Non si cerca più di somigliare staticamente a Soraya o a Grace Kelly, ma di comportarsi dinamicamente come
le attrici di
telenovelas,
le comparse delle pubblicità, le
top model
dentro e soprattutto fuori dalle passerelle. L’ilarità è ammessa, le allusioni e le sfrontatezze controllate pure, le vecchie pose gessose si sciolgono nella finta spontaneità, da sacerdote del proprio rito la coppia diventa protagonista del proprio
realityrosa.
Il fotografo annusa il vento, e da funzionario anagrafico si fa regista. La competizione feroce tra i professionisti del genere si combatte ora a colpi di effetti speciali. Se i responsabili della costruzione dell’icona nuziale prima erano sposi e invitati, ora è il fotografo l’enunciatore prepotente, dittatore in scena, è lui che impone le pose, ordinarie e romantiche o “divertenti”, lui che studia gli effettacci coi filtri rifrattori e colorati, lui che
inserisce nel racconto fotografico i dettagli “d’artista”, i primissimi piani.
Quel che succede nella terza età del fotomatrimonio, quel che sta succedendo ora, è travolgente e difficile da interpretare. La rivoluzione comincia nelle tasche dei ragazzini, con gli smartphonedisinvolti che ne vengono fuori ovunque, anche nelle navate delle chiese. Il reportage selvaggio fotocellulare di nozze pian piano affianca, ancora non rimpiazza ma destabilizza l’album dell’era tivù. Sono foto sfrontate e maleducate, hanno la forma del senza forma, sono ridondanti smaccate insignificanti se prese una per una, ma cambiano il clima. E non perché sono foto digitali, qui Pozzato cade nello stesso strabismo dei tecno- entusiasti, la tecnica di registrazione non conta, bisogna considerare i modi della condivisione, la destinazione delle immagini dopo lo scatto, e qui c’entra Internet, c’entrano i social network.
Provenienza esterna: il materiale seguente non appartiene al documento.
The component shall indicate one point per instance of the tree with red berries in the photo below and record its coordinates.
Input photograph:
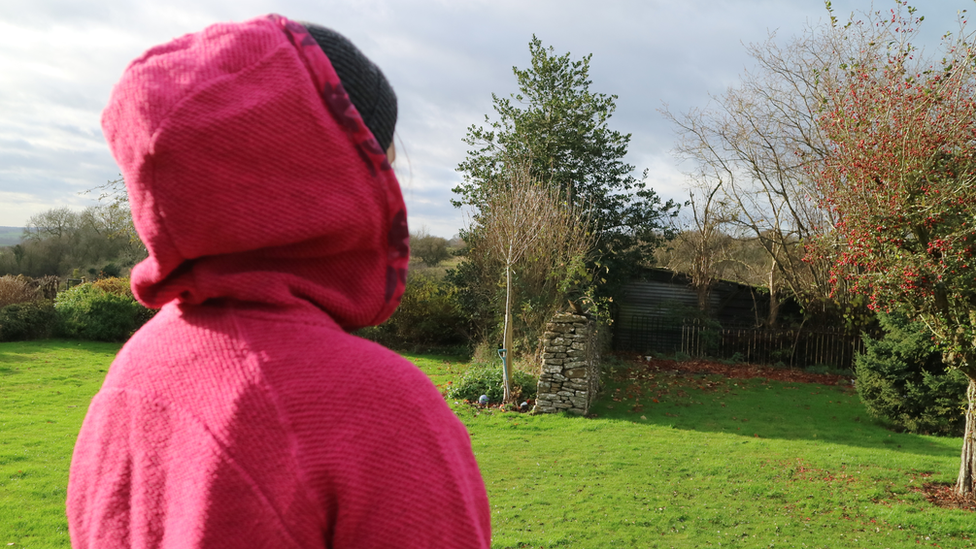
(899, 179)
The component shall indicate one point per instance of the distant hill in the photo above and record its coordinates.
(10, 235)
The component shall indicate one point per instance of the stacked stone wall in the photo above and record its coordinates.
(570, 376)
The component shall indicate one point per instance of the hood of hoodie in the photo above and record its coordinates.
(251, 176)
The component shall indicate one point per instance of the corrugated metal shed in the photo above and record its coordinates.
(657, 304)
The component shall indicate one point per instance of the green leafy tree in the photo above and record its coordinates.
(560, 127)
(900, 182)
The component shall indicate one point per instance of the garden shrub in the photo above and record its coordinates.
(122, 286)
(902, 381)
(25, 321)
(87, 311)
(487, 380)
(427, 316)
(16, 289)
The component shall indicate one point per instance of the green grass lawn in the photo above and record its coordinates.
(669, 460)
(45, 388)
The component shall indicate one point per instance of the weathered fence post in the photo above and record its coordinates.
(570, 375)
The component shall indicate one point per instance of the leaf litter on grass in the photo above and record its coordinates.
(660, 378)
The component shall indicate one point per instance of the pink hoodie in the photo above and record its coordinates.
(244, 414)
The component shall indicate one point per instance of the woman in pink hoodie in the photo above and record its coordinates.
(245, 414)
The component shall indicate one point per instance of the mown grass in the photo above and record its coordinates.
(670, 460)
(45, 388)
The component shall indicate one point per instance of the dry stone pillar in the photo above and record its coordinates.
(570, 375)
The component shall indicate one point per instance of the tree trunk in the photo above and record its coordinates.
(967, 465)
(773, 317)
(507, 337)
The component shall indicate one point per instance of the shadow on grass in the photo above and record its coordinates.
(755, 408)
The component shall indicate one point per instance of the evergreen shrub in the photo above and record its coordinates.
(487, 380)
(26, 321)
(88, 312)
(902, 381)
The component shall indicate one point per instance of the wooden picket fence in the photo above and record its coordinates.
(795, 348)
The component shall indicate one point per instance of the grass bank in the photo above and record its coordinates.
(669, 460)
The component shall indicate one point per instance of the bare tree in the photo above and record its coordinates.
(754, 145)
(525, 222)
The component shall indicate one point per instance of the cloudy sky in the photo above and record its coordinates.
(60, 58)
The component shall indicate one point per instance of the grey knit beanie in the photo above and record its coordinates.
(368, 89)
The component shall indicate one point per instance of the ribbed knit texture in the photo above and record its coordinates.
(363, 81)
(244, 414)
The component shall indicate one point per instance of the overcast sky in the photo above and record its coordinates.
(60, 58)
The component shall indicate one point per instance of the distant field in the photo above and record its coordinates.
(10, 236)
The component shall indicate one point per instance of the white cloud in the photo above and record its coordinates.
(60, 58)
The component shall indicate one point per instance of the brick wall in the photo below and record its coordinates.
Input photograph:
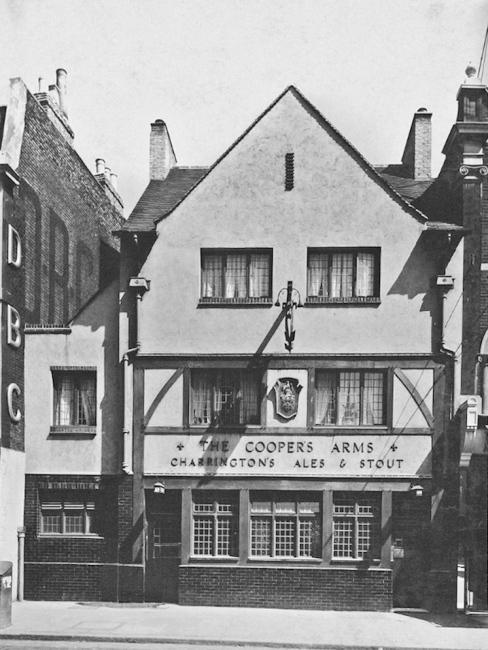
(83, 568)
(286, 588)
(67, 216)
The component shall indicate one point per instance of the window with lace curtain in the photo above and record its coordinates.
(228, 397)
(74, 398)
(343, 275)
(350, 398)
(235, 276)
Il matrimonio fotocellulare non è più documento né fiction, è flusso senza deposito, non produce album infatti, produce narrazioni ibride, effimere, disseminate in Rete, rimescolate con i programmi di ritocco, euforizzate da mini-didascalie ironiche, condivise su Twitter o su un profilo Facebook o direttamente sul display del cellulare, per pochi secondi, e poi scompaiono. Lo studio di Pozzato si ferma prima di questa smaterializzazione dei supporti, su questo inizio della fine della foto di nozze come deposito di memoria. Forse perché il processo non è ancora compiuto, e in qualche modo l’album, di carta o in forma di slideshow elettronico con musica, ancora resiste come oggetto concreto memoriale ed emotivo, i professionisti cercano solo di adeguarsi un po’ alla moda “sprezzando” l’estetica già invecchiata delle foto stile tivù per farle somigliare a quelle di Instagram. Ma non è detto che duri. Già oggi esistono gli album di divorzio: ex sposi amareggiati chiedono a tecnici di correggere le proprie foto, tagliando via al computer il partner. Siatevi fedeli, finché Photoshop non vi separi.